Let’s go through these.

Colour Presets

colour presets
Colour presets

The colour presets with the eye next to them are ones that you can see already applied to the photo; the ones that aren’t are options to add later, if you choose. You might not want to apply more than one of the photo filters, but you can, and because of this you can experiment with different effects. Here, I’ve applied the cooler, blue filters.

apply colour filters
Apply some colour filters

Parts Motion

parts motion
Parts Motion

As you’d expect, this refers to the particles on the image that look as if they’re moving—the blurred ones. If I hide the ‘static parts’, which we’ll come to shortly, you can see which this group refers to:

parts motion
Parts Motion particles only

Each layer is marked as visible, but if you have any that are in places you’d rather they weren’t, then this is a good time to hide those or apply a layer mask and brush out the ones you don’t want. The ones on my example look pretty good so I’m going to leave them all as they are.

Parts Static

parts static
parts static

These are the rest of your particles, so if I hide the ‘motion’ ones, this is what’s left

static particles
Static particles

The particles here have no blur effect and so they look ‘static’. Again, this is a good time to mask out any that don’t fit your image or to hide the appropriate layers.

Object Motion

Object Motion
Object Motion

Finally we have the Object Motion group. If I hide the particles you can see that this is the slight blur around the subject that was painted over.

Motion blur

The blur is moving upwards because of the direction I selected at the start. The layers are all visible, but the first one is masked a little. Hiding that will increase the effect of the blur.

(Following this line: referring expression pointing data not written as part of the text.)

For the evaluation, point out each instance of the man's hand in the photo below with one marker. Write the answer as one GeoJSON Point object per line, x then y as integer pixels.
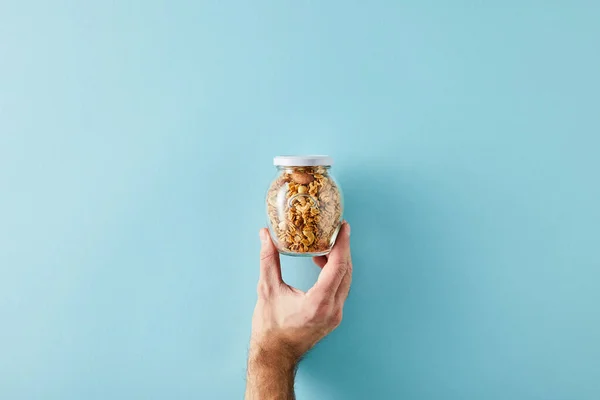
{"type": "Point", "coordinates": [288, 322]}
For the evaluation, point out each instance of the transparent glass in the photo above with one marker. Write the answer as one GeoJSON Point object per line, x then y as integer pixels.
{"type": "Point", "coordinates": [304, 210]}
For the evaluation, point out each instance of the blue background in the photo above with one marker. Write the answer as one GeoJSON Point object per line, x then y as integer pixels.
{"type": "Point", "coordinates": [136, 142]}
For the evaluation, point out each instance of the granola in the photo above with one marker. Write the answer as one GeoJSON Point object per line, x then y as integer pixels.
{"type": "Point", "coordinates": [304, 208]}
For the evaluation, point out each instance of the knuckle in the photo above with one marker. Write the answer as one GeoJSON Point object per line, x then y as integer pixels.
{"type": "Point", "coordinates": [267, 256]}
{"type": "Point", "coordinates": [320, 311]}
{"type": "Point", "coordinates": [264, 290]}
{"type": "Point", "coordinates": [336, 318]}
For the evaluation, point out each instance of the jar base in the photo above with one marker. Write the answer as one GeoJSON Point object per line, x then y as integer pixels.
{"type": "Point", "coordinates": [321, 253]}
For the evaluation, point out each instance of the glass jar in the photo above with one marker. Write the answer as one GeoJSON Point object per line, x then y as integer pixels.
{"type": "Point", "coordinates": [304, 206]}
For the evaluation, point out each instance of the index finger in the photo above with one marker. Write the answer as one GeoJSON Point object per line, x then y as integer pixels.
{"type": "Point", "coordinates": [337, 264]}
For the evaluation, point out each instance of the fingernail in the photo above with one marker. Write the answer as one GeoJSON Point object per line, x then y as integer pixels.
{"type": "Point", "coordinates": [263, 235]}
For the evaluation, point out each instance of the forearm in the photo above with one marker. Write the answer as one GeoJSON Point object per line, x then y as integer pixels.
{"type": "Point", "coordinates": [270, 374]}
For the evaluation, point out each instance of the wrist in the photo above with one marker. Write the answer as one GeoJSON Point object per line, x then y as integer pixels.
{"type": "Point", "coordinates": [273, 354]}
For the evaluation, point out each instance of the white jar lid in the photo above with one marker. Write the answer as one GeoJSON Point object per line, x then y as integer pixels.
{"type": "Point", "coordinates": [302, 161]}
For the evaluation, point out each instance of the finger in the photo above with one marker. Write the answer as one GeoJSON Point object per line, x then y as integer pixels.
{"type": "Point", "coordinates": [337, 263]}
{"type": "Point", "coordinates": [342, 294]}
{"type": "Point", "coordinates": [320, 261]}
{"type": "Point", "coordinates": [270, 268]}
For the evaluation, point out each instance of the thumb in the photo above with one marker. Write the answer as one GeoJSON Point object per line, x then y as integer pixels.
{"type": "Point", "coordinates": [270, 268]}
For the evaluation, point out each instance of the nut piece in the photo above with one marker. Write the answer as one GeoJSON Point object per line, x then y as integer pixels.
{"type": "Point", "coordinates": [302, 177]}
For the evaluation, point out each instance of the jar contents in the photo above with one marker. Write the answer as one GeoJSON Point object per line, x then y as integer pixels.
{"type": "Point", "coordinates": [304, 207]}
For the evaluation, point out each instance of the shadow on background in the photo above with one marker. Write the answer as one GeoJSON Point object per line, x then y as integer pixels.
{"type": "Point", "coordinates": [382, 347]}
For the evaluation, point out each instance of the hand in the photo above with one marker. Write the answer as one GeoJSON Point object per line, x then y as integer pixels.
{"type": "Point", "coordinates": [287, 322]}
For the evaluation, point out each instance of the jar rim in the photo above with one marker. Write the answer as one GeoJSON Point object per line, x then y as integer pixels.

If you have a large subject in your photo, you might not want that, but as the subject in my example is quite small, I think an increase in that effect works, so I’ve hidden the layer.

hide the layer
Add extra blur if required

Finished Effect

finished effect
Finished effect

This is a pretty cool effect, I think, and although you do have the option to change it up by adjusting layers once the action has run, it doesn't need that, so it can be quick and simple, or a little more flexible depending on your desired effect.

Before and After

before and after
Before and After

Try the Action With Different Images

Here's another photograph with a different kind of subject. Photo by Osman Rana on Unsplash.

rain image

This time, instead of painting the subject, try painting the background instead.

paint the background
Paint the background

This time, we'll try the down direction, as it's raining and also remove some of the static parts. Finally, add some of the photo filters for a warmer more saturated look.

finished image
finished image

Before and After

before and after
before and after

And More...

You can also duplicate the layers or groups to build up the effect. In this version, I've duplicated both the static and motion part groups and moved them slightly so they're not over the top of each other.

try duplicating layers
Try duplicating layers

This would be a great effect to try with fun family photos.